On a accès aux cartes des sites atomiques et à d’autres documents déclassifiés depuis 2013. Ils démontrent que l’Algérie et d’autres pays africains ont été contaminés sur de grandes étendues. Par rapport aux populations, nous ne disposons pas d’informations fiables. Les documents connus ne mentionnent aucune contamination. Évidemment, la levée du secret défense sur ces essais nucléaires est la condition sine qua non pour que les populations puissent monter des dossiers et demander d’être reconnus et indemnisés. Actuellement, le CIVEN (Comité d’indemnisation des victimes des essais nucléaires, ndlr) exige des dossiers très étayés. Il faut que les plaignants fassent la démonstration qui établit sans équivoque un lien de causalité entre les essais nucléaires et leurs maladies. Ces données existent. Elles ont été consignées dans des registres et archivées. On sait que les militaires français recueillaient des données sanitaires et sur le niveau de radioactivité avant et après les explosions nucléaires auprès des habitants. Ces derniers n’ont jamais été informés des résultats. Pourtant cela aurait été d’une grande utilité pour leur suivi médical, surtout quand il y a identification d’éléments radioactifs dans l’organisme. Leurs dossiers médicaux existent toujours, dont certainement ceux d’environ 2000 ouvriers algériens qui ont participé au programme nucléaire français dans sa phase saharienne. Le CIVEN dit regretter qu’il n’y ait pas de dossiers déposés par ces travailleurs locaux. À l’heure actuelle, un seul dossier algérien a été indemnisé.

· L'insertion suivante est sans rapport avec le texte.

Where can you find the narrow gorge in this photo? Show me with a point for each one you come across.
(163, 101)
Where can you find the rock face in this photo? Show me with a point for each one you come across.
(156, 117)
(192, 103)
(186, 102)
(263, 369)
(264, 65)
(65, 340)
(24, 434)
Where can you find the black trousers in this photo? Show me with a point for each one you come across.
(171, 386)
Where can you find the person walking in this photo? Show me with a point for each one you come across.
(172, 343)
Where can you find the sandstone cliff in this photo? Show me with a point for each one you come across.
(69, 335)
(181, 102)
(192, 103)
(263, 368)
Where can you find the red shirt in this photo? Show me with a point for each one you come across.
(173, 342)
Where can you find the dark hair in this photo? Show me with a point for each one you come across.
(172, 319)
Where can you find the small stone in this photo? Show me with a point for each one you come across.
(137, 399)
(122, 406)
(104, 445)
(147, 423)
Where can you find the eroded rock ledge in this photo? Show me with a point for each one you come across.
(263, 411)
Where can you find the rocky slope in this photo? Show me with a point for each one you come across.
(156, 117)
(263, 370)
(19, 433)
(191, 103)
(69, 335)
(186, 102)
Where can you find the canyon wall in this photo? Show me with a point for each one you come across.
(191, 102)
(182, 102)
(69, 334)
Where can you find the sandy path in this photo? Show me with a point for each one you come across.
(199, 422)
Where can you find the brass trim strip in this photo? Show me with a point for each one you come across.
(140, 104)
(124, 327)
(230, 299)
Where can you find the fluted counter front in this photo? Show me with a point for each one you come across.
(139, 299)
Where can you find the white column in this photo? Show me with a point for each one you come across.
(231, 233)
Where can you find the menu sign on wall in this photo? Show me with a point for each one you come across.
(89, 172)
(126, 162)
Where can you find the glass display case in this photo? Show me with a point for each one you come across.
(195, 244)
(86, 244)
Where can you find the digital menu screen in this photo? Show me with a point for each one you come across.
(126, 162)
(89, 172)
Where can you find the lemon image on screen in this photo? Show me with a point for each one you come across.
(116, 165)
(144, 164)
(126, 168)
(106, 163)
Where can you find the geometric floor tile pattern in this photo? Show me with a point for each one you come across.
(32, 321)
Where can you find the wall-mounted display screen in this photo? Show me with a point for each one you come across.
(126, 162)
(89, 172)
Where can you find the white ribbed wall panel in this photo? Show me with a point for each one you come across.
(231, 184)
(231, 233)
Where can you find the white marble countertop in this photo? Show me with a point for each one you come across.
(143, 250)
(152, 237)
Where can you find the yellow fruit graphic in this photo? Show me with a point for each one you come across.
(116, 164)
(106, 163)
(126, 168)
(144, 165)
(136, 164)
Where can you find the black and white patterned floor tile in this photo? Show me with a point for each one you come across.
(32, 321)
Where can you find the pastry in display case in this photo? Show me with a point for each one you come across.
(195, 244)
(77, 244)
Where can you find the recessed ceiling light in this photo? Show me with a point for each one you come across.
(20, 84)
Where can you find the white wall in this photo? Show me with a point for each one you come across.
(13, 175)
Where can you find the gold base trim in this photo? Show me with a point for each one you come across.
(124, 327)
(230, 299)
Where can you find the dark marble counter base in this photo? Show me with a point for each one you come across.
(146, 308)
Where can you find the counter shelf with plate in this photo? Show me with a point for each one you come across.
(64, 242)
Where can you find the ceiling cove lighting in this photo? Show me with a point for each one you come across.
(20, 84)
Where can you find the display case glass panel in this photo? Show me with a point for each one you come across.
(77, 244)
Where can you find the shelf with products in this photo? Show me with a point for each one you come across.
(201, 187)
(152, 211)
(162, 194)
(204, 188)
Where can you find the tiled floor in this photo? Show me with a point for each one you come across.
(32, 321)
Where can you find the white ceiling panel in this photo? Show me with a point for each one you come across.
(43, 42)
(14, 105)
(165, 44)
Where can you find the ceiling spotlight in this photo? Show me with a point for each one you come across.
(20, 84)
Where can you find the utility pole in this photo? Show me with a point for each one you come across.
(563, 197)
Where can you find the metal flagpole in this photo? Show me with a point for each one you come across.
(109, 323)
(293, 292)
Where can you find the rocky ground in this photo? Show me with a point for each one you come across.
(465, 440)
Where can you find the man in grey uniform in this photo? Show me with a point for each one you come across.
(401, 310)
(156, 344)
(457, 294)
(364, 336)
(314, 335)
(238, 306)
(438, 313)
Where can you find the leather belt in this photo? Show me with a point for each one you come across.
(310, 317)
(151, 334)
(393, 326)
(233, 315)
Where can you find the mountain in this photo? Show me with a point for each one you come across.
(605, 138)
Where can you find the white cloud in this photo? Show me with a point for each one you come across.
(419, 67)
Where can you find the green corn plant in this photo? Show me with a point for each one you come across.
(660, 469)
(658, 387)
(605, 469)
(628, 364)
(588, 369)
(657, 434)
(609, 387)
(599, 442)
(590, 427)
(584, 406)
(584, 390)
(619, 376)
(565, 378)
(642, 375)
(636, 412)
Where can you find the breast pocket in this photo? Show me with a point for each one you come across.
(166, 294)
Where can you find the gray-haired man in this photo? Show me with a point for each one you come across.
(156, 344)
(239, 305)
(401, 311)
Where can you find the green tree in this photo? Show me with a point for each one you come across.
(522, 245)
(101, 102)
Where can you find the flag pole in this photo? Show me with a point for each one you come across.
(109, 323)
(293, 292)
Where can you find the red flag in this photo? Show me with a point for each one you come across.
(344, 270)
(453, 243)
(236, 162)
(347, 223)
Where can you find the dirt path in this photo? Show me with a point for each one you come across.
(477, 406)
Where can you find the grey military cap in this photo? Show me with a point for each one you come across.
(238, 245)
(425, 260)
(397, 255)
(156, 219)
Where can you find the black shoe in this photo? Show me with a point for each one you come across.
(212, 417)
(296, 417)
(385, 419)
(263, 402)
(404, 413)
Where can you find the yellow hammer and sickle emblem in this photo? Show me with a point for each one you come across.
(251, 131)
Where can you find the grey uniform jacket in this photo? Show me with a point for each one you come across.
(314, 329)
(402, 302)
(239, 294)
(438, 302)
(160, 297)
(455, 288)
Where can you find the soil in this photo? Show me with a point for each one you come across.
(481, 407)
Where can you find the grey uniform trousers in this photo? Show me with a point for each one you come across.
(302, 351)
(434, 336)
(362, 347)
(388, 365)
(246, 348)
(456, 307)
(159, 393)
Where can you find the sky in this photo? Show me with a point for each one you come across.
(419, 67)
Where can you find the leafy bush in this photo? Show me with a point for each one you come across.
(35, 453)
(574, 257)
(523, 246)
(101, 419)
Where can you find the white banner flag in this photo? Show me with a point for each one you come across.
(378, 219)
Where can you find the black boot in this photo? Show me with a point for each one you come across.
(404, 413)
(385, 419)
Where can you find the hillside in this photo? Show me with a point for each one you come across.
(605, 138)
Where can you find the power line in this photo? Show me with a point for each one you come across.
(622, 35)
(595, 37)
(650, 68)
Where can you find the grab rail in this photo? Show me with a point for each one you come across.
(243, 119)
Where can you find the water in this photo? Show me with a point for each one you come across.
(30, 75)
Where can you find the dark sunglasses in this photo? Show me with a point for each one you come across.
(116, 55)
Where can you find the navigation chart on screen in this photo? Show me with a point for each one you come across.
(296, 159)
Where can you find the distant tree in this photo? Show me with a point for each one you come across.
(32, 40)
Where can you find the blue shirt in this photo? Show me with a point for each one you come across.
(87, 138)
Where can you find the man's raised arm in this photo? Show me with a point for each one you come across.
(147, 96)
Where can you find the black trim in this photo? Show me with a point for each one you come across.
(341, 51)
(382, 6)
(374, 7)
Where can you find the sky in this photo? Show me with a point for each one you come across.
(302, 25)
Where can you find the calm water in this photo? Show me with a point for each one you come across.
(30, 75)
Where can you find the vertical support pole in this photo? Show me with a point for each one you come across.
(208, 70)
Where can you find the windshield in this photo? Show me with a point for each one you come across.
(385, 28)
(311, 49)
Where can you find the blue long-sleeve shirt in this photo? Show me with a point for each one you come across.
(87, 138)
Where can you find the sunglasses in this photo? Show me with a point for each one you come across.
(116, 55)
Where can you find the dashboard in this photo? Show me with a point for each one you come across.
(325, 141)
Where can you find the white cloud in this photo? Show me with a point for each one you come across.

Comptez-vous faire d’autres documentaires sur le ce sujet, en sachant que les choses bougent entre les autorités françaises et algériennes pour la réparation des victimes et le nettoyage des sites au Sahara ?
Depuis 2007, j’ai fait 5 films sur le sujet et je travaille sur un 6e depuis 2015. Pour pouvoir le terminer, je dois faire réaliser une mission radiologique en priorité sur le site d’In Ekker dans le Hoggar, mais aussi sur le site de Hamoudia à Reggane. Il s’agit de bénéficier de l’expertise scientifique du laboratoire de la Criirad (Commission de recherche et d’information indépendantes sur la radioactivité, ndlr) afin d’actualiser et d’approfondir les constats radiologiques déjà effectués en 2009, lors d’une courte mission exploratoire de quelques heures sur place. Cette première mission avait permis de mettre en évidence une contamination extrêmement élevée. L’objectif de la nouvelle mission, à venir, consistera à : vérifier l’état des lieux physique et radiologique ; réaliser des mesures radiométriques in situ plus précises et plus complètes ; de tenter d’explorer les anciennes galeries de tir.